A 31 de maio, a América Latina ultrapassou uma marca assustadora na luta contra a COVID-19, ao ter alcançado um milhão de infetados e 50 mil mortes. Não é, por isso, de surpreender que, nesse mesmo mês, a Organização Mundial de Saúde (OMS) tenha referido que a região se tornou num dos novos epicentros da pandemia. E há vários países que apresentam números verdadeiramente preocupantes. É o caso do Peru e do México. O primeiro regista 237.156 casos de COVID-19 e 7.056 mortes, o segundo conta com um número inferior de casos positivos – 154.863 -, mas muito mais mortes: ascendem às 18 mil.

A predominância de uma economia informal pode ajudar a explicar a rápida propagação do vírus. Vinícius Pinheiro, diretor da Organização Internacional do Trabalho (OIT) para a América Latina e Caribe, salienta que “é muito difícil obrigar o trabalhador informal a paralisar a sua atividade económica”. E essa realidade está à vista. Os mercados e feiras estão cheios de vendedores que não podem parar de trabalhar para garantirem o seu rendimento e, por sua vez, de aglomerados de pessoas que ali adquirem o que vão comer naquele dia – muitos nem frigorífico têm em casa para conservar os alimentos por mais tempo.

Nas feiras de rua de Lima, 80% das pessoas estão contaminadas “porque quem precisa de vender para sobreviver fura o isolamento, é o dilema entre o vírus e a fome”, salienta o diretor da OIT para a América Latina e Caribe, dando como exemplo o Peru, um dos países da América Latina que mais rapidamente reagiu à ameaça da COVID-19, impondo de imediato o confinamento social, e que agora vê os seus números aumentarem de forma vertiginosa.

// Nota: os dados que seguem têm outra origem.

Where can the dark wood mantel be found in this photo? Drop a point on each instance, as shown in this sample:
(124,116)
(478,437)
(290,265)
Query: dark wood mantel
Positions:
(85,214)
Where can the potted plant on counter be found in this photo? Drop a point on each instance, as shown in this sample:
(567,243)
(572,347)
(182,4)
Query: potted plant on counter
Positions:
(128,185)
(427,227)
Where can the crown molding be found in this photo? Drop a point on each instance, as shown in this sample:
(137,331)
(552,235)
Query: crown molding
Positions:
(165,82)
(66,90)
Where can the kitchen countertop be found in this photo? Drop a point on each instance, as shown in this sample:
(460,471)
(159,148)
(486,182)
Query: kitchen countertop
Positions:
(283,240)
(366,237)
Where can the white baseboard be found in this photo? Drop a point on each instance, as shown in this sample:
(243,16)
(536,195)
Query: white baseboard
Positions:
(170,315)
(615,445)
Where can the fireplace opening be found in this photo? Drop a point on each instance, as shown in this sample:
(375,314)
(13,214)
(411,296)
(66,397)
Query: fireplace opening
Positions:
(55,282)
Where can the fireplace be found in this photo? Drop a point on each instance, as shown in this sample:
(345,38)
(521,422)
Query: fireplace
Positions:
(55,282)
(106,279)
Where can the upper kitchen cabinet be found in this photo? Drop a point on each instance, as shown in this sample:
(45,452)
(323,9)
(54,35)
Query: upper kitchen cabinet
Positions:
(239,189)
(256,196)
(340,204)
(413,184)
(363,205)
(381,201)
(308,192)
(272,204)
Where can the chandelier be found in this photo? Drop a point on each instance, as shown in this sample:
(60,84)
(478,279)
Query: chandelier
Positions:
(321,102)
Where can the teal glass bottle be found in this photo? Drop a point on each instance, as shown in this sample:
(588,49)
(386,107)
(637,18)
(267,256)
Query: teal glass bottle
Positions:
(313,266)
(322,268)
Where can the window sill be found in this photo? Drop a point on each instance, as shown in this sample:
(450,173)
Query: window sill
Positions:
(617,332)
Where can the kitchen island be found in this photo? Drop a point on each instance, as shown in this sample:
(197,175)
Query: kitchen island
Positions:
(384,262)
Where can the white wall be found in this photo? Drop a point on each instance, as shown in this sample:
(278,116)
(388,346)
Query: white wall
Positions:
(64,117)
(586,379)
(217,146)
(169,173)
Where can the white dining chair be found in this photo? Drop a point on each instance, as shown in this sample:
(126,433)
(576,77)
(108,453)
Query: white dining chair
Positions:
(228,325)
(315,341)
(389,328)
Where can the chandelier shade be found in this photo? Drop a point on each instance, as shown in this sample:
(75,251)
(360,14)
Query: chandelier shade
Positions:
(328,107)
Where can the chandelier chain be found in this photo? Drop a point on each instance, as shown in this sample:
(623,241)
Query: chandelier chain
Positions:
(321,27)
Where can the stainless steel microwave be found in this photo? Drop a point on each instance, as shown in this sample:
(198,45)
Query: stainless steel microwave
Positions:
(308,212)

COVID-19, pobreza e uma tempestade tropical: o caso de El Salvador

Nos países latino-americanos que, para já, não apresentam números de COVID-19 tão expressivos, a situação atual não deixa de ser também delicada. O Equador, por exemplo, tem sido um dos mais castigados pela pandemia, com relatos de corpos espalhados pelas ruas à espera que as autoridades os vão recolher. Contudo, os números oficiais acabam por não corresponder à realidade retratada. Também na Nicarágua, nas Honduras, na Guatemala, em El Salvador ou na Bolívia, o vírus tem vindo a propagar-se pela população e a fazer inúmeras vítimas, quer pelo contágio da COVID-19, quer pelo aumento considerável das pessoas em situação de pobreza e pobreza extrema. Sinal disso são as bandeiras brancas e vermelhas nas janelas das casas que assinalam que ali a comida e os medicamentos já escasseiam.

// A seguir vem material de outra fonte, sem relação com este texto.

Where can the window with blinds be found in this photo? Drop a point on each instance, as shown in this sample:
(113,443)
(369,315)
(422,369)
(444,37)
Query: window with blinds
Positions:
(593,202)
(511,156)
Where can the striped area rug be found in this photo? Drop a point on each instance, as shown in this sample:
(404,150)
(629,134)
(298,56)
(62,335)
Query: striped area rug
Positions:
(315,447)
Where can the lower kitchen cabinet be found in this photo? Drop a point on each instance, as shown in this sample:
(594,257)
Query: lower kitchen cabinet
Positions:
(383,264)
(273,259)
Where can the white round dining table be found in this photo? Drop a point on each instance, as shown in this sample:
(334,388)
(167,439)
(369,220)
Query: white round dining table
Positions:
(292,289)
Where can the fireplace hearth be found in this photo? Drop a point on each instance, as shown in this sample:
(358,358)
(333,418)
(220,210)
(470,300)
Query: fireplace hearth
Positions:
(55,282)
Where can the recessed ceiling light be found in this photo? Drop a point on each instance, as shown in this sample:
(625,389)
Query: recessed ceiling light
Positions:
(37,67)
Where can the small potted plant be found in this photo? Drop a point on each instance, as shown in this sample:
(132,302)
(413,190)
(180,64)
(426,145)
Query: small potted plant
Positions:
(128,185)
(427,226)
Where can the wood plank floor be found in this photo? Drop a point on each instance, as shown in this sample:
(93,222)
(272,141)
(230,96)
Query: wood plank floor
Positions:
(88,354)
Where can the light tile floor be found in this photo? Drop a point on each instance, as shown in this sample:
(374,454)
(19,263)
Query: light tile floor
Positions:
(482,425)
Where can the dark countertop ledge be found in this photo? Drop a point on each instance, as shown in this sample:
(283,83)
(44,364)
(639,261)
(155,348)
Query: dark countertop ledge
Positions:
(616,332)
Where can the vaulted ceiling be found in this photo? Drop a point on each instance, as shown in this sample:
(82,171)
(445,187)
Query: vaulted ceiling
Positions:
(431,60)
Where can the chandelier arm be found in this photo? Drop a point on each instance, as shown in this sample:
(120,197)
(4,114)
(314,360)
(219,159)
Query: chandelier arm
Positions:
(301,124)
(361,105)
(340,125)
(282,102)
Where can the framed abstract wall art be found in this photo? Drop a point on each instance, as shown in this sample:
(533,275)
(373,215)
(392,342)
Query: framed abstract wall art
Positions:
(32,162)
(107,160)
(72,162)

Em El Salvador a situação atual agravou-se no passado dia 31 de maio com a passagem da tempestade tropical Amanda que já provocou 27 mortes e desalojou 11 mil pessoas. A Ajuda em Ação interveio imediatamente estendendo a sua resposta de ajuda humanitária. Como explica Michael Sambrano, diretor da ONG no país, esta “dupla emergência está a agravar as desigualdades sociais, económicas e sanitárias que já existiam em El Salvador. Na Ajuda em Ação estamos a monitorizar a evolução dos danos causados e estamos a apoiar as famílias mais afetadas. Também vamos continuar a fazê-lo durante a reconstrução para que recuperem as suas vidas”. Para já, a ação da ONG centra-se em garantir o acesso a água potável a 32 famílias, na entrega de material de higiene e desinfeção em seis abrigos e na distribuição de material de prevenção e higiene entre 1.500 refugiados espalhados por vários abrigos no país, a fim de travar ao máximo a disseminação da pandemia.

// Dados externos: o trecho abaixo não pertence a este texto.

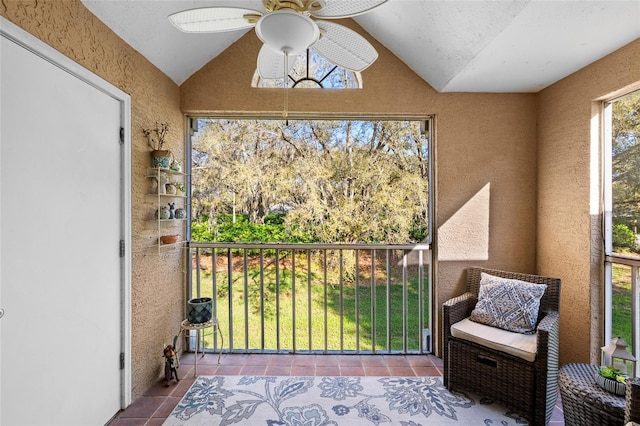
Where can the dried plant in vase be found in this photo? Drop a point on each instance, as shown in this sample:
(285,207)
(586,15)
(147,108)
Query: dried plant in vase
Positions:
(156,139)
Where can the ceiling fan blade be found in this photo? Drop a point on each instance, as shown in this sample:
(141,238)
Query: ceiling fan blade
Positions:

COVID-19 pode fazer mais de 214 milhões de vítimas da pobreza na América Latina

Os números da pandemia na América Latina estão a deixar em alerta ONG, organizações internacionais e as populações que sentem na pele as suas consequências diretas e indiretas. E os números estimados da pobreza na região são alarmantes. O mais recente relatório da Comissão Económica para a América Latina e Caribe (CEPAL), revela que a crise económica gerada pela pandemia deverá levar mais 28,7 milhões de latino-americanos à pobreza e mais 15,9 milhões à pobreza extrema. Assim, no final de 2020, para além das vítimas da COVID-19, a América Latina deverá contabilizar um total de 214,7 milhões de vítimas da pobreza e 83,4 milhões vítimas de pobreza extrema. México, Nicarágua e Equador deverão ser os países onde se registarão os maiores aumentos da pobreza extrema, avança o mesmo relatório.